Dari tadi pertanyaannya muter-muter aja.” Ilan geleng-geleng kepala. “Gue tau
kok lo khawatir. Tapi tenang aja gue ga akan setega itu. Lagi pula kalau gue
emang suka ama dia gue pasti bakal bilang ke lo.”
Deg!
Ucapan Ilan tadi
membuatku kembali berpikir. Sejak dulu dia memang selalu menceritakan isi
hatinya kepadaku. Dia akan menceritakan segala yang dia alami, siapa laki-laki
yang menempati hatinya, maupun dengan siapa ia saling mengenal dan akrab. Hanya
padaku. Selalu ia ceritakan hanya padaku. Namun, aku rasa aku sudah tak dianggap
sebagai ‘diary’-nya lagi setelah ia mengenal Rendi.
“Hem, iya. Gue percaya
kok sama lo.” aku tersenyum, terlihat tulus namun sebenarnya aku tak ingin
tersenyum saat itu.
***
Aku berjalan gontai
menuju kamarku. Hari ini aku lelah sekali. Pelajaran hari ini begitu banyak,
membuat kepalaku pening. Belum lagi kerja kelompok yang mengharuskan berjalan
ke sana ke mari. Padahal hari ini aku sedang tidak mood untuk belajar. Rasanya sekolah terlalu mengekang. Seandainya bisa
memilih pelajaran yang ingin dipelajari pada hari itu. Tapi ku rasa itu ide
konyol.
Segera ku rebahkan
badan di tempat tidurku yang nyaman. Ku rogoh saku seragamku untuk mengambil
handphone. Ragu-ragu aku mengetik sebuah pesan singkat. Mengetik, berpikir,
menghapusnya, berpikir, lalu mengetik lagi, dan kemudian menghapusnya lagi. Hal
itu ku lakukan berulang-ulang selama kurang lebih 30 menit.
Enat,
aku kangen
Setelah berpikir cukup
lama, aku pun menghapus beberapa kata dari isi pesan singkat tersebut. Saat
akan mengirim pesan tersebut, jariku berhenti bergerak. Aku masih ragu untuk
mengirimnya. Aku memejamkan mata sesaat. Ku hela nafas panjang dan akhirnya ku
tekan salah satu tombol di handphone-ku. Ku biarkan pesan itu terbang dan
hinggap di handphone-nya.
Satu menit bagiku
rasanya seperti 10 menit. Mengapa tak ada pesan masuk dari dia? Aku gelisah,
berharap-harap cemas. Aku tak tau dengan pasti akankah dia membalasnya atau
tidak. Namun aku hanya berharap. Berharap ia membalas pesanku seperti dia yang
dulu. Apakah aku salah jika hanya berharap?
Ah, aku lupa. Sejak
tadi aku belum mengganti baju seragamku. Memikirkannya membuatku lupa akan
segalanya. Ralat. Memikirkannya membuatku tak ingin melakukan segalanya.

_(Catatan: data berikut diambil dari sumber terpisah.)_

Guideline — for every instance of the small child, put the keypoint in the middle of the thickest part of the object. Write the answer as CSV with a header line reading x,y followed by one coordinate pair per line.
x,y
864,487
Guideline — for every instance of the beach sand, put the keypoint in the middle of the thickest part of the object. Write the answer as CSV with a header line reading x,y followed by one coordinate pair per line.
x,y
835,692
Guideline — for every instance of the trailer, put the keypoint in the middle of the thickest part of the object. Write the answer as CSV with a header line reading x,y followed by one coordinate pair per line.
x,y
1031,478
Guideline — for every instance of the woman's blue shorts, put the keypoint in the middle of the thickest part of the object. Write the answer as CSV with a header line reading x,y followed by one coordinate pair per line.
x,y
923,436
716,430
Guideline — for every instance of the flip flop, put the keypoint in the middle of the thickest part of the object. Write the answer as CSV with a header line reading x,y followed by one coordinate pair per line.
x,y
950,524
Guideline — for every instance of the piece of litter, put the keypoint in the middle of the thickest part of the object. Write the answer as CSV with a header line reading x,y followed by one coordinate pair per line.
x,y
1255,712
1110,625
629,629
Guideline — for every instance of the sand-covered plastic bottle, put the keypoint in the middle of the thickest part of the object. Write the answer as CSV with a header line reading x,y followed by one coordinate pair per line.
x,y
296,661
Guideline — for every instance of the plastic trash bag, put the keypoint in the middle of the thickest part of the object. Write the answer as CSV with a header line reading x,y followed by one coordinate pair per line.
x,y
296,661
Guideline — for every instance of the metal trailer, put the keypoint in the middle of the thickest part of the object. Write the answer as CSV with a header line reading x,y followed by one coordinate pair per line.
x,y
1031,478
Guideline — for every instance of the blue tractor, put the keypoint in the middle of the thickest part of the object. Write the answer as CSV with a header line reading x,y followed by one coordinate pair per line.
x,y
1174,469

Setelah mengganti pakaianku, aku pun segera menghempaskan tubuh di tempat
tidur. Ku raih handphone di sebelah bantal. Lagi-lagi, tak ada pesan darinya.
Aku memejamkan mata, membenamkan wajahku ke bantal dan aku berusaha membiarkan
jiwaku terbang ke dalam mimpi indah.
Satu jam bergulingan di
kasur nyamanku. Aku tak bisa membiarkan diriku terlelap. Berkali-kali aku
berusaha memejamkan mata, namun selalu gagal. Hal itu menguasai pikiranku dan
menguasai tubuhku pula. Aku menatap diriku pada cermin yang tertempel di
dinding di sebelah tempat tidurku. Ah, aku tampak bodoh.
“Rayna!” panggil Mama ketika
tiba-tiba saja beliau masuk ke kamarku. Aku segera bangkit dari tempat tidurku.
“Ya, ampun! Kamar gadis
kok berantakan gini sih?” komentar Mama saat melihat keadaan kamarku.
“Maaf, Ma. Ray capek
banget abis pulang sekolah tadi.”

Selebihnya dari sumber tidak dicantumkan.